LAS VEGAS The Energy Department is cutting operations and the chief contractor is laying off its staff at the desert site where the government plans to build a national nuclear waste repository, officials said this week.
"The tunnel is closed," Yucca Mountain project and Energy Department spokesman Allen Benson said Tuesday, attributing the moves to cuts in congressional funding for the repository, about 90 miles northwest of Las Vegas.
Entry to the site's underground tunnel will be restricted to a skeleton staff of technicians and maintenance workers, Benson said.
Officials with Bechtel SAIC Co., the main project contractor, said 63 contractors had lost their jobs, leaving about 15 "caretaking" employees, while project planners complete a shift from exploring and site evaluation to preparing an application for a Nuclear Regulatory Commission license to operate the repository.

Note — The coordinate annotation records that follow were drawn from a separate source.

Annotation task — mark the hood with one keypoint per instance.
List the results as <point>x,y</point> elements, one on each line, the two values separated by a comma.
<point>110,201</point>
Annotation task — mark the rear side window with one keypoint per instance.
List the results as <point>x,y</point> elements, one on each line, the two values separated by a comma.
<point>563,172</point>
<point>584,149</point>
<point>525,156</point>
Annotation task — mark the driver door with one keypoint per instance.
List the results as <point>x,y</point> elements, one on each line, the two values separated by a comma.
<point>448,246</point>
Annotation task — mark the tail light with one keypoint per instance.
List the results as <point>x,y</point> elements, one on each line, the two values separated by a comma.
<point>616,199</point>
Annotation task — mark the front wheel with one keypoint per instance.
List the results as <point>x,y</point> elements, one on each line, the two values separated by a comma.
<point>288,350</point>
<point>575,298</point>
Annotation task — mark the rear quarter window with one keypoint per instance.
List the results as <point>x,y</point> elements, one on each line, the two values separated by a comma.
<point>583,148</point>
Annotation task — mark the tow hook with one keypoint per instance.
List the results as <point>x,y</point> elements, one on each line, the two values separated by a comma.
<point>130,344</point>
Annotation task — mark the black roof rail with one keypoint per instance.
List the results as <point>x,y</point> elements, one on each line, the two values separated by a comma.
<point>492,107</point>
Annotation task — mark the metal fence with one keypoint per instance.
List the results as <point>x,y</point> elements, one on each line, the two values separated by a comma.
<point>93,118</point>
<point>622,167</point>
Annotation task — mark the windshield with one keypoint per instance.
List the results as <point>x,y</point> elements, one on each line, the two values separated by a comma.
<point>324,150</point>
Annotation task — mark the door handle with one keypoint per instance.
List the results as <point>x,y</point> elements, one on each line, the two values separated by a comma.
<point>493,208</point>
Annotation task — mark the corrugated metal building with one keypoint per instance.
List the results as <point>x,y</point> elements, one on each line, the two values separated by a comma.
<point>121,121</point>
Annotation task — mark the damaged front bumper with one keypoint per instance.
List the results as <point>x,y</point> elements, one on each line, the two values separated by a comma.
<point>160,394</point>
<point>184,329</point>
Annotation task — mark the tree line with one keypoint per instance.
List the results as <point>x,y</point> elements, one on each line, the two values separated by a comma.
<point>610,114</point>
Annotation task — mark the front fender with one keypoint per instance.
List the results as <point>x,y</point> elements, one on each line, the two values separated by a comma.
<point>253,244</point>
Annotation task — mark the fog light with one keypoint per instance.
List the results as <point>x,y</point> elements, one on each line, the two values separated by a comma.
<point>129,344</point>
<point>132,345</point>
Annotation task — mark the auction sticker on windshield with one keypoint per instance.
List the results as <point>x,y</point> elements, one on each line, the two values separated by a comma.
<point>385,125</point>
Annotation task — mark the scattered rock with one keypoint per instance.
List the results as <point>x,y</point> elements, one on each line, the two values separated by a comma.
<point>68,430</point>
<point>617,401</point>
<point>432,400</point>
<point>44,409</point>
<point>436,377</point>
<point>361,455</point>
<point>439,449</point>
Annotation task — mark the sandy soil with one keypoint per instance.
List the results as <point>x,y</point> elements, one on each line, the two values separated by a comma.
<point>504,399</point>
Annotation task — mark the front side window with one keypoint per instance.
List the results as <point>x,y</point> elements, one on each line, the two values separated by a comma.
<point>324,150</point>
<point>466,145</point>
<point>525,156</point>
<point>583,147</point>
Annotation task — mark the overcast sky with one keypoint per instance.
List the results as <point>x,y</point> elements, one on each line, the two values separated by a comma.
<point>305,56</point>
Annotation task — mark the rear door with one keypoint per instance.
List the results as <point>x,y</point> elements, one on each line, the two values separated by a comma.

"We're not locking the gate and walking away," said Jason Bohne, spokesman for Bechtel SAIC in Las Vegas. "We're putting it on standby status. We got the data we need."
Senate Majority Leader Harry Reid, a Democrat who is a staunch opponent of the Yucca project and orchestrated the cut in funding, said he was sorry for the contractors losing their jobs but won't be happy until the Yucca budget is cut to zero.
Edward F. "Ward" Sproat, the Energy Department official in charge of the Yucca project, has vowed to submit an application to the NRC by June 30. He has projected 2017 as the earliest the dump could open, with a price tag now topping $77 billion.
The project has seen a series of setbacks since Congress in 2002 approved entombing as much as 77,000 tons of the nation's most radioactive military, industrial and commercial waste in tunnels 1,000 feet below the ancient volcanic ridge.
Quality assurance questions, opposition from Nevada lawmakers, court fights and a judicial order for the federal Environmental Protection Agency to revise project radiation safety standards have contributed to delays.